Example: back in the day when I was a floating library assistant (insofar as a Geo Storm hatchback could be said to float around Tulsa County library to library), I had a conversation with a branch librarian that appalled me to my core. We were talking about displaying favorite books, and she started gushing about Thomas Hardy. “I mean, the way he writes, it’s just the way life is!” she said. Now, I had had to read Tess of the D’Urbervilles for my Victorian survey class, and to me it was the epitome of everything I hated in a story: a hapless protagonist whose every effort to get out of a tar pit only mires them in further, a dim view of human capacity, a cynical view of God and/or spiritual enrichment, and a narrating voice that can well afford to stand afar off, aloof if not sneering altogether.

I can’t remember if I actually bit my tongue or if I answered her out loud: “God, I hope not!”

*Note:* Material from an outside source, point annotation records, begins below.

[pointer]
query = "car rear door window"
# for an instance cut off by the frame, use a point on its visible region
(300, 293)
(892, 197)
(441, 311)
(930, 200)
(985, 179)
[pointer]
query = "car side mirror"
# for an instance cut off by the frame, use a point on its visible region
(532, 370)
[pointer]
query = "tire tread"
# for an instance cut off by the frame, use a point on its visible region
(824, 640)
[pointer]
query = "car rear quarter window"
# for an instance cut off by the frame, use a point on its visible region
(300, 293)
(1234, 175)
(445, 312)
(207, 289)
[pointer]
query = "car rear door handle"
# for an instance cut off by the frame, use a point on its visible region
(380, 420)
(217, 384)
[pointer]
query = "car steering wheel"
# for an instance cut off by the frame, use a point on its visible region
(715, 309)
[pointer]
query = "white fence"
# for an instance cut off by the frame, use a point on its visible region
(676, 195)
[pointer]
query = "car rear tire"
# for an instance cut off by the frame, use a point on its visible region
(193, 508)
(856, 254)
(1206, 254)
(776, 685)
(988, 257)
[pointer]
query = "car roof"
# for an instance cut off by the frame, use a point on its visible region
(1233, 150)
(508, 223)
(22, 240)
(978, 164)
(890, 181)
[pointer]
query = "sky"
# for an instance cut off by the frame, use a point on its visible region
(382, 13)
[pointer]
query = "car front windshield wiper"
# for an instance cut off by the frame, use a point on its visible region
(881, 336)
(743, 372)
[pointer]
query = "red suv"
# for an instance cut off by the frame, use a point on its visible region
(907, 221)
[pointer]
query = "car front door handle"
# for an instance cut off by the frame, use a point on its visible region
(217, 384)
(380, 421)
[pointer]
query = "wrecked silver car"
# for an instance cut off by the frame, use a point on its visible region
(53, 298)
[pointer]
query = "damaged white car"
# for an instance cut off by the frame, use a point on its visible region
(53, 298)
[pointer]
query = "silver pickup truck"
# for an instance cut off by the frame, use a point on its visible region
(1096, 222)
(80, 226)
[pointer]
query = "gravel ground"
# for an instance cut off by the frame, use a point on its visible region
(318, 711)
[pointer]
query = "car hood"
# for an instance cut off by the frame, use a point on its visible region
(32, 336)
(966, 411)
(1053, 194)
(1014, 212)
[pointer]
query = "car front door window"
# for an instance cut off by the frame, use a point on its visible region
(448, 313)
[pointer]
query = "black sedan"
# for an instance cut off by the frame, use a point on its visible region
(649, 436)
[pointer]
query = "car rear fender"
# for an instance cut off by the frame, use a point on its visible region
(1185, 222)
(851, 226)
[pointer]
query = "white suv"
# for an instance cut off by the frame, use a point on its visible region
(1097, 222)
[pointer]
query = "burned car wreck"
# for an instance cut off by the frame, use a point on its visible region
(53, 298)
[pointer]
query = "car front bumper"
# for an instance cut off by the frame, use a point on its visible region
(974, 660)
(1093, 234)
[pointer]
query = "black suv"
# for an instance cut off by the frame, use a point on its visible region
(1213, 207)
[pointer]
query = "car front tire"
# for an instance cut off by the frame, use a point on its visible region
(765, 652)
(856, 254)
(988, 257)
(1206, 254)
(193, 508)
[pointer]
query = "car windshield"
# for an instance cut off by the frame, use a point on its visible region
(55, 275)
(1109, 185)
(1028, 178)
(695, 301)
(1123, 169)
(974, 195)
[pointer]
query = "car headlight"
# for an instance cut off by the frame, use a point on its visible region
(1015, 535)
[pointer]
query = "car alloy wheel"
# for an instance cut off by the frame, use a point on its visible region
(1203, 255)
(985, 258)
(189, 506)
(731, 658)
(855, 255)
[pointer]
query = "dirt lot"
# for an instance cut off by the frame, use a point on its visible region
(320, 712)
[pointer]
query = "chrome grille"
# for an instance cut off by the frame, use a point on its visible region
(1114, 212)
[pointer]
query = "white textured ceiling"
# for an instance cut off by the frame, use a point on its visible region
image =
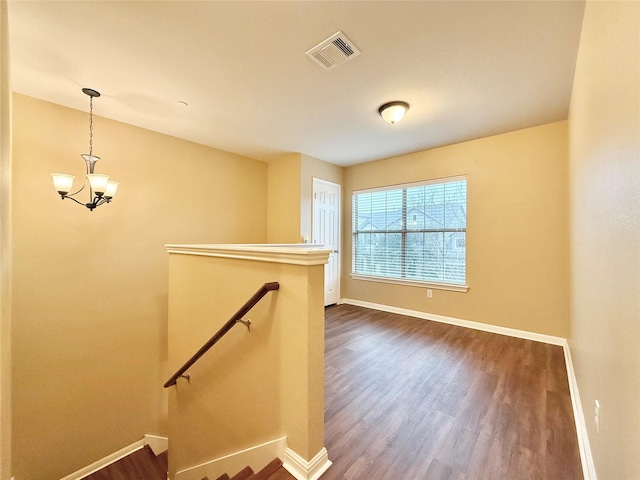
(468, 69)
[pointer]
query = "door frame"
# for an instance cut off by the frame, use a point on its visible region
(338, 251)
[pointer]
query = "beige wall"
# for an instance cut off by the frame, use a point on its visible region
(605, 233)
(250, 388)
(290, 204)
(284, 200)
(5, 247)
(90, 288)
(517, 233)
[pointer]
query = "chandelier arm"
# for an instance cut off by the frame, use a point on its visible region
(71, 198)
(76, 192)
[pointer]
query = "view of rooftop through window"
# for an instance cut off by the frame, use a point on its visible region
(415, 232)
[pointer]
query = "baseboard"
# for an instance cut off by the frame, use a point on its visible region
(586, 457)
(156, 443)
(256, 457)
(485, 327)
(306, 470)
(103, 462)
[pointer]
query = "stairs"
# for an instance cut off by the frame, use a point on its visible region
(273, 471)
(143, 464)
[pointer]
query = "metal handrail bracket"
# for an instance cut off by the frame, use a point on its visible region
(236, 318)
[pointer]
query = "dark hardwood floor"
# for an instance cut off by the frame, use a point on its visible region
(410, 399)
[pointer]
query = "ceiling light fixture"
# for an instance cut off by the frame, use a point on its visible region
(393, 112)
(101, 189)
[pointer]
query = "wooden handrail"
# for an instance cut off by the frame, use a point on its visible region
(236, 318)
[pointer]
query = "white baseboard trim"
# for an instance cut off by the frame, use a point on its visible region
(256, 457)
(306, 470)
(103, 462)
(586, 457)
(156, 443)
(485, 327)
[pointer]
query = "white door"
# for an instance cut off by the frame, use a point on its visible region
(326, 231)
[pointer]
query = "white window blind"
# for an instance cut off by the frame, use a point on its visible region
(415, 232)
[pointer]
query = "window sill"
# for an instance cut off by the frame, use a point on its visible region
(412, 283)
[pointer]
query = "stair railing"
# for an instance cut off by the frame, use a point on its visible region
(236, 318)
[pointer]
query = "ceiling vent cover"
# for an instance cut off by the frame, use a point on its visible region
(333, 51)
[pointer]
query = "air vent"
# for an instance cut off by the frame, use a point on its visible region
(333, 51)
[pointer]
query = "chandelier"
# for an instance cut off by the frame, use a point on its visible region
(101, 189)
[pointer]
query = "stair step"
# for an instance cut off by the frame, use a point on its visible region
(140, 464)
(243, 474)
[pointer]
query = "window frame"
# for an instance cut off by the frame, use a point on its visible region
(404, 231)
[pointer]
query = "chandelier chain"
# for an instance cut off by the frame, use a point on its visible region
(90, 125)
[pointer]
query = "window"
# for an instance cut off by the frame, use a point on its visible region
(412, 233)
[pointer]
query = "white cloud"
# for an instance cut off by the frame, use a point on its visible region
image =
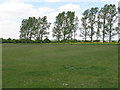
(52, 0)
(69, 7)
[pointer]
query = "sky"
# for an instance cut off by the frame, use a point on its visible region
(12, 12)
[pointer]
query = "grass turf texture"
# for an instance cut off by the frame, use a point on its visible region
(60, 66)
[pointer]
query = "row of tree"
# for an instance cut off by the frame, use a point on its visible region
(94, 22)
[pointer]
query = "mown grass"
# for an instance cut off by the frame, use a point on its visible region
(60, 66)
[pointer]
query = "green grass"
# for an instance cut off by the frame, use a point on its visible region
(60, 66)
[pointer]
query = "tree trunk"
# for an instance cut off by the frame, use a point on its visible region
(103, 30)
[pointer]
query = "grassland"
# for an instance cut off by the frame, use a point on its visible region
(60, 66)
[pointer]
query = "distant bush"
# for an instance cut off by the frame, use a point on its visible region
(96, 41)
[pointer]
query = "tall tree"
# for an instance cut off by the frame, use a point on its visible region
(84, 28)
(27, 28)
(57, 28)
(99, 26)
(76, 26)
(70, 16)
(103, 14)
(92, 21)
(42, 27)
(111, 20)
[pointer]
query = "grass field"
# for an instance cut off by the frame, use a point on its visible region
(60, 66)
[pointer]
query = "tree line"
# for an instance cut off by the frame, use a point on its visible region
(95, 22)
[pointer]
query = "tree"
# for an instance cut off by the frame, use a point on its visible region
(92, 21)
(103, 15)
(27, 28)
(76, 26)
(84, 28)
(99, 25)
(57, 28)
(111, 20)
(70, 16)
(42, 27)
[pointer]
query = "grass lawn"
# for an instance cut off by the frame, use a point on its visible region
(60, 66)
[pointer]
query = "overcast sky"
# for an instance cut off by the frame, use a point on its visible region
(12, 12)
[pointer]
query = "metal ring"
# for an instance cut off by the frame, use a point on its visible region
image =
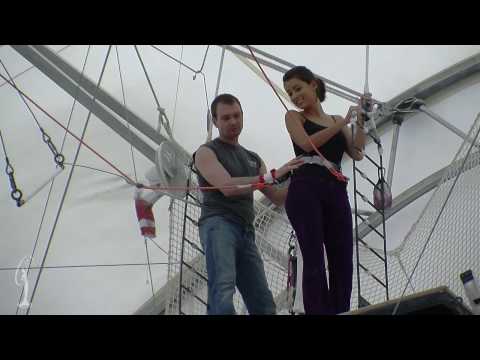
(16, 195)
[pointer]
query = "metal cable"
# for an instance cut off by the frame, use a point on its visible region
(53, 182)
(66, 188)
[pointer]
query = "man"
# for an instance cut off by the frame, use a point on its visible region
(226, 227)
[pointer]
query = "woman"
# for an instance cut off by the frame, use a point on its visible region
(317, 202)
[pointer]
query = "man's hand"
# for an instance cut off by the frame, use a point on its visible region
(289, 166)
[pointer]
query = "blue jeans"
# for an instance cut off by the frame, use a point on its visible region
(233, 260)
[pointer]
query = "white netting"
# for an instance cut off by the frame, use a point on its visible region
(452, 248)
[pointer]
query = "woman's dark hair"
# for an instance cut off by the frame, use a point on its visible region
(304, 74)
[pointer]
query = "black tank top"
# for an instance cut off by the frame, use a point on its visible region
(332, 150)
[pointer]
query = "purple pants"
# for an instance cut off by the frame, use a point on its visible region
(320, 213)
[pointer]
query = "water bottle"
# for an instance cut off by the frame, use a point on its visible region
(472, 290)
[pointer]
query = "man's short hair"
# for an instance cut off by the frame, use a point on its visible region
(228, 99)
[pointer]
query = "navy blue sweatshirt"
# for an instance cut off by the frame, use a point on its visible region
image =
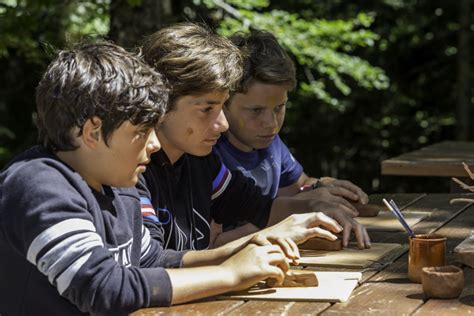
(66, 249)
(179, 200)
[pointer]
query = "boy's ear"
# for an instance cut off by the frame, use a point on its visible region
(91, 132)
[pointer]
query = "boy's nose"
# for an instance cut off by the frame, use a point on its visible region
(269, 120)
(153, 142)
(221, 122)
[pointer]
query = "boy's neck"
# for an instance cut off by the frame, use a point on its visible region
(172, 152)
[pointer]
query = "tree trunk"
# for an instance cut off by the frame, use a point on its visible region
(129, 24)
(464, 100)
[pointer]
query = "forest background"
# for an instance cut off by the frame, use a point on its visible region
(377, 78)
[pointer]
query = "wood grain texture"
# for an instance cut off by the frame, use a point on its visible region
(386, 220)
(350, 257)
(208, 307)
(333, 287)
(387, 292)
(438, 160)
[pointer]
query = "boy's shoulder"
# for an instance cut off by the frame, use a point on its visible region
(33, 163)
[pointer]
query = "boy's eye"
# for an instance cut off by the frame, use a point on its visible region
(143, 133)
(207, 109)
(279, 108)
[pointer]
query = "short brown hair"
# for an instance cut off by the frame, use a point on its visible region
(96, 79)
(264, 60)
(193, 59)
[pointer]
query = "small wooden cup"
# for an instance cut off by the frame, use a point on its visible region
(425, 251)
(442, 282)
(322, 244)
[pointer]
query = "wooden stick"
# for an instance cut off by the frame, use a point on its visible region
(466, 167)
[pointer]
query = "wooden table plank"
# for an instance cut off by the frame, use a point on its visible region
(208, 307)
(390, 291)
(464, 305)
(457, 231)
(438, 160)
(280, 308)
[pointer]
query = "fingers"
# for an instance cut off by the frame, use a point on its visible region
(276, 257)
(321, 233)
(260, 240)
(277, 275)
(344, 205)
(362, 237)
(361, 196)
(289, 248)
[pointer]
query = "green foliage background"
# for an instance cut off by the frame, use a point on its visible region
(376, 77)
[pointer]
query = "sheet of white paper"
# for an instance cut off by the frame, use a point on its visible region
(332, 287)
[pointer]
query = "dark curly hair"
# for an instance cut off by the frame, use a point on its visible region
(193, 59)
(96, 79)
(265, 60)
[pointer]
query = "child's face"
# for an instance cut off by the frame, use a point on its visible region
(127, 154)
(256, 117)
(194, 126)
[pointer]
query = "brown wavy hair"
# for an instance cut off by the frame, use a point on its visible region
(96, 79)
(265, 60)
(193, 59)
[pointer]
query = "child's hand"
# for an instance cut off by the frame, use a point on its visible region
(358, 194)
(287, 245)
(301, 227)
(256, 263)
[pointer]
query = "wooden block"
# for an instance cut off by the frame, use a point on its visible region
(350, 257)
(332, 287)
(367, 210)
(295, 278)
(465, 252)
(322, 244)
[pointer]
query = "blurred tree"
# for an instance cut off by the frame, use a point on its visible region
(343, 119)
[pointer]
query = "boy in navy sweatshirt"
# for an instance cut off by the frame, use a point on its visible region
(72, 239)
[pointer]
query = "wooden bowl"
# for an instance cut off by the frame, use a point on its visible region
(442, 282)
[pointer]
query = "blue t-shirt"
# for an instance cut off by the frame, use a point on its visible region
(271, 168)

Nowadays, if (God forbid) I should ever be forced to teach Tess to a class of unsuspecting undergraduates, I would pair it with T. C. Boyle’s The Tortilla Curtain. Yes, double the misery, I know. But reading the Boyle book showed me something I hadn’t picked up about Tess, even in a university setting: which is that Hardy was doing all those things on purpose, not because he was a miserable man with a miserable point of view, but because he wanted to subject his readership to a scathing parable about their complacent condemnation of the marginalized people among them. I don’t know any Victorian middle-class snobs; but I do know plenty of white liberals. I get the value of these novels as parables — and there’s something to be said for a book’s power if it could make me react so strongly 100 years later.

But. I still don’t want to tell myself a story like this. Hardy and Boyle obviously found some fun in it; but I think in large part it’s because they could afford to. You have to be placed just so if you want to afflict the comfortable without also comforting the afflicted.

And that brings me to the point I wanted to make. So often when people take against the idea of writing with an “agenda,” the complaint is that the book is too “preachy.” But I say: show me a person who thinks a story can’t present a moral point of view without turning into (ugh) a sermon — and I’ll show you someone who hasn’t heard a good sermon. It’s not their fault; good preaching is hard to find, generally speaking. I’m lucky: I gained a lay preaching license because I had some truly gifted mentors. I learned that a sermon combines the art of academic argument with the art of storytelling. A good sermon does five things: 1) it is about one topic and has a beginning, a middle, and an end; 2) it does not read things into its text but draws them out; 3) it is relevant for the people it is addressed to; 4) it gives the listener something to chew on on more than one level — intellectual, emotional, spiritual, imaginative, or all of these; and finally 5) it’s given by someone who knows when to be confrontational and when not. It’s a delicate art.

Like writing a novel.

So what kind of story do I want to tell myself? What sermon do I need to hear? I want a story with eucatastrophe built into it, obviously; with characters who are innocent as doves or cunning as snakes or both together; where everyone is essential to the resolution of the crisis, or at least significant in it; where people get along with the others or find a way to work with those they don’t; where suffering isn’t a cheapskate play for meaning; where heroes don’t punch down; whose plot doesn’t take for granted the punishment of women for laying claim to significance; where friendship is a driving force; where agency rather than fate is the moral imperative; where redemption is earned and grace bestowed, instead of the other way around.

Now that sounds an awful lot like an arduous checklist, but when I’m making up a story, I don’t proceed by ticking boxes. It’s more like I’m hanging on the refrigerator door figuring out what to make for dinner. Ooh, I have an onion, I could make this; won’t make that till I buy some lemons. But of course I’m the one who stocked the fridge in the first place.

There’s a lot of work between that moment and the moment I have people over. But then there will be wine. Or gin.